Note that the named domainlist "local_domains" here can still contain
arbitrary data lookups, as before. Those can still refer to variables
derived from an email, as before. It's just that the specification of
what the list is that Exim should compare against is no longer expanded
and thus can not directly refer to data from an email.

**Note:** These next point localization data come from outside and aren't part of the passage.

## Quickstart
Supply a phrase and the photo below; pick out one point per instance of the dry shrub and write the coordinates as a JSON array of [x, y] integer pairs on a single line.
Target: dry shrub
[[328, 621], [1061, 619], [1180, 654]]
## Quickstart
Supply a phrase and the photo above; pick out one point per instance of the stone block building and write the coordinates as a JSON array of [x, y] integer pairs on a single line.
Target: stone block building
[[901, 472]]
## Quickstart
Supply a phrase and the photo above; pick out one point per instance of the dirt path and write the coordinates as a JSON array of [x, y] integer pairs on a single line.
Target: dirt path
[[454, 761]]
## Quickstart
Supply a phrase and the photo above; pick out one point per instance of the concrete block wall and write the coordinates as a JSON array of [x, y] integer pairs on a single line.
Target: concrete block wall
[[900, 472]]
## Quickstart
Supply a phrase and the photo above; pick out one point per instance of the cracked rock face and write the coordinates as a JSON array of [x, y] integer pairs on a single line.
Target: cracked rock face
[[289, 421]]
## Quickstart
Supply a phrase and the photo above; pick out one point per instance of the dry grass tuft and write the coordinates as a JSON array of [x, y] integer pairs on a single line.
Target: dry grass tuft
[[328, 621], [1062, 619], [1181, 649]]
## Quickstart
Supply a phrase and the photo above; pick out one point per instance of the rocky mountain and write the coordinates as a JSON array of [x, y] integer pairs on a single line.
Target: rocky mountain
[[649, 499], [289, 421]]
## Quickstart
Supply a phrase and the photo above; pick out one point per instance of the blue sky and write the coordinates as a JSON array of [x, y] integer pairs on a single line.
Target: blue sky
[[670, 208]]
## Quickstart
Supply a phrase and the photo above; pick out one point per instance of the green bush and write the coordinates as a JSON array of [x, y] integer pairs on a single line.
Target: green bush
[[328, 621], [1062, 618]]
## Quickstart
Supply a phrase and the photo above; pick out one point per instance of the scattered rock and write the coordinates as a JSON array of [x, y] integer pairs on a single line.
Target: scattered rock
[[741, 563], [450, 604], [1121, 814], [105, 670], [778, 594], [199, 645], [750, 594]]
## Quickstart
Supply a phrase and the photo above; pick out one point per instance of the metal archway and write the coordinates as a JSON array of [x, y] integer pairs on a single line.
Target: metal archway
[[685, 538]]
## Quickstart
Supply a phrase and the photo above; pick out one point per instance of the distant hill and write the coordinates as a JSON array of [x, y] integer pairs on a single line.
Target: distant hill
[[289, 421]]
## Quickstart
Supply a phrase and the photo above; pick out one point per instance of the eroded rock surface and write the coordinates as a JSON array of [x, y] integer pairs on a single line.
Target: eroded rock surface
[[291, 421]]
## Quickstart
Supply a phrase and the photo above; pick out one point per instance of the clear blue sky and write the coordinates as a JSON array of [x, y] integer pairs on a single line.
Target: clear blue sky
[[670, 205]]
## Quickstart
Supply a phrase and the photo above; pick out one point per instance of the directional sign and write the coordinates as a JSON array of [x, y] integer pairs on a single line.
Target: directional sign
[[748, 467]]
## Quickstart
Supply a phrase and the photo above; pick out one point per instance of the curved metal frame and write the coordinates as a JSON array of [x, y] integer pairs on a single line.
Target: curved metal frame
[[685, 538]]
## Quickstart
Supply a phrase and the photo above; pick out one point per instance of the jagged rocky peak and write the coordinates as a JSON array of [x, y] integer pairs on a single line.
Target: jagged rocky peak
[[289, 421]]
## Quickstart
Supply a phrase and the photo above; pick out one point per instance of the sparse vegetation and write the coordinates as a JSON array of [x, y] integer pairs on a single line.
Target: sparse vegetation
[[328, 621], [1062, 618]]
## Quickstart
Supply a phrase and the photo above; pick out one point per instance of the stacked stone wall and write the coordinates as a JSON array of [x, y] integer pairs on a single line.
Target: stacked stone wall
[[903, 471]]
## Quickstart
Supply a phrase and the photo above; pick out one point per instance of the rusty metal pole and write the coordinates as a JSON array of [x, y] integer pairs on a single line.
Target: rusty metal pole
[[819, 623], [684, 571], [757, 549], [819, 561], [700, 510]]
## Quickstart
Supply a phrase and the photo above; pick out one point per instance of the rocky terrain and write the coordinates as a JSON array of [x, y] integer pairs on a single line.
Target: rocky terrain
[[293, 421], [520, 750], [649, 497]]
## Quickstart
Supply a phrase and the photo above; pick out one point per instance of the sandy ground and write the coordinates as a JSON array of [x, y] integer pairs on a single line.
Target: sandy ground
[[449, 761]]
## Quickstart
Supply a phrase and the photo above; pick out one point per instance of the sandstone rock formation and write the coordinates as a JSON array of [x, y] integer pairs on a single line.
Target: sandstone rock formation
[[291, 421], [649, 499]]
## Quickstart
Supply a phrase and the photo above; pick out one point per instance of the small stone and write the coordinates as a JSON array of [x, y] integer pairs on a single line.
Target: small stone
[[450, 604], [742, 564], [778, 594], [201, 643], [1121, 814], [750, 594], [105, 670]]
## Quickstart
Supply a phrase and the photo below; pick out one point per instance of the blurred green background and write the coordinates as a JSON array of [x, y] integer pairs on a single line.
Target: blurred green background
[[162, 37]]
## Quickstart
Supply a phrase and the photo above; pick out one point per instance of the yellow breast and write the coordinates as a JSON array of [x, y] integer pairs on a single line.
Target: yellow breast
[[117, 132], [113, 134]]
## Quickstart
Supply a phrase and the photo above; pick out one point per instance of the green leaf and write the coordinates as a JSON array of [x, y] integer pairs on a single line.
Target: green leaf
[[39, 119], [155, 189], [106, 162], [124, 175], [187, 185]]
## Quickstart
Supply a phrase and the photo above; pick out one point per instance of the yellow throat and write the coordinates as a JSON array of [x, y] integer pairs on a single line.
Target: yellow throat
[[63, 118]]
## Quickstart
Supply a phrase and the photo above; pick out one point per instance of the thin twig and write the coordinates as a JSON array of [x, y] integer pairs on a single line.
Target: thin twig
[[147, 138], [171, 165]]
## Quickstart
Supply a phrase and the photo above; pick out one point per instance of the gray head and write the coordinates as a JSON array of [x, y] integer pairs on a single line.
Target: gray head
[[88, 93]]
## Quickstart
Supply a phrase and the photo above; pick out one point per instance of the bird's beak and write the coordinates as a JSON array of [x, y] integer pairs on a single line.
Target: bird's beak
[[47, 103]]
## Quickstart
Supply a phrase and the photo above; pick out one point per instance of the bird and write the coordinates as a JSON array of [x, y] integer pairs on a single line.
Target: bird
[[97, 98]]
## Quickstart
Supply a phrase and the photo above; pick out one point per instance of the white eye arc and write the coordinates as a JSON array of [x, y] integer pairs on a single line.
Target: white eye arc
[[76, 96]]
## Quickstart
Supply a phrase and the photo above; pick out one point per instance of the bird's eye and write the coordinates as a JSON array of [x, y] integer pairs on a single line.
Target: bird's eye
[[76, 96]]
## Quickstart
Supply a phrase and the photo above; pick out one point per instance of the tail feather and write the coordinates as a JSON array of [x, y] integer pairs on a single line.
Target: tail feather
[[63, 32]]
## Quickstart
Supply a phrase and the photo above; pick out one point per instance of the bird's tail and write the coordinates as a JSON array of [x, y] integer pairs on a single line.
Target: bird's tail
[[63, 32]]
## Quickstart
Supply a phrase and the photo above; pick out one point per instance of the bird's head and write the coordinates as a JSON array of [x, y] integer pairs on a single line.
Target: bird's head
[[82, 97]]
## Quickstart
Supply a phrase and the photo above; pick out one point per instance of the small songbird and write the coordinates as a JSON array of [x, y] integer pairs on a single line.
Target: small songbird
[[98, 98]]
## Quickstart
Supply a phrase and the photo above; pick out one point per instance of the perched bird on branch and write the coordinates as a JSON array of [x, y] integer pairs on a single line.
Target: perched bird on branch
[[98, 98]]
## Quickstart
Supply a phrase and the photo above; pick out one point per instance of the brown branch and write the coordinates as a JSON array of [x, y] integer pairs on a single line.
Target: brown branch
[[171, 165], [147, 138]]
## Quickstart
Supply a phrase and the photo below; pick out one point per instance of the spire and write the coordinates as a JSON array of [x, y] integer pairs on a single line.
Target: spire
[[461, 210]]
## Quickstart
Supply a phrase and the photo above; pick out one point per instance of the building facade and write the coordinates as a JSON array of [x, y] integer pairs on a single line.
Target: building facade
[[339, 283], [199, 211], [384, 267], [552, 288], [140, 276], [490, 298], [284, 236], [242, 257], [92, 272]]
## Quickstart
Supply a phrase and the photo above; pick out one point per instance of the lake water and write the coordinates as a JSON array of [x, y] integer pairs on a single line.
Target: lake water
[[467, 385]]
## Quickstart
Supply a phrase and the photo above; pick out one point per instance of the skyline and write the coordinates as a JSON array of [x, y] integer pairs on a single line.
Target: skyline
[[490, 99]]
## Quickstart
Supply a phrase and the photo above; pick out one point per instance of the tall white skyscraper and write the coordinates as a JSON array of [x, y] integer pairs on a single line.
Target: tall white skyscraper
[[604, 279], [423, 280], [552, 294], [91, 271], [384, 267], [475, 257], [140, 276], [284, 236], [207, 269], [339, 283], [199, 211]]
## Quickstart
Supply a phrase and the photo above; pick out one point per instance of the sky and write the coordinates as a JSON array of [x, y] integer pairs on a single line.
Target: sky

This may break some existing configurations, but if so then we believe
that your current configuration may have unpleasant security
implications. Because we recognise that there may be safe usage of
variables _not_ derived directly from the email being handled there is a
new build-time option to keep the old behaviour, "EXPAND_LISTMATCH_RHS".
Please let us know if you need to use this built-time option, so that we
can consider providing safer alternatives. If we do not hear of cases
where this was needed, then we may remove the build-time option in a
future release.

Two new expansion conditions have been added to Exim to help with
this change. They are "inlist" and "inlisti". The check:
${if inlist{needle}{foo:needle:bar}}
is equivalent to the existing:
${if forany{foo:needle:bar}{eq{$item}{needle}}}
but is a little easier to understand and matches the existing
match_<foo> layout. The "inlisti" condition is similar, but uses "eqi"
instead if "eq" for case-insensitive comparison.

The second parameter here is subject to string expansion, but the
contents are not subject to lookup expansion, including named list
handling.

So it's:
${if inlist{example.org}{${complicated_expansion_giving_list}}}
${if inlist{example.org}{<, example.org, example.com}}
${if match_domain{example.org}{+my_domain_list}}

It is likely that current incorrect usages of the match_<foo> conditions
can be migrated to use of either "eqi" for direct string equality
checks, or "inlisti" for looking in ${expanded_data}.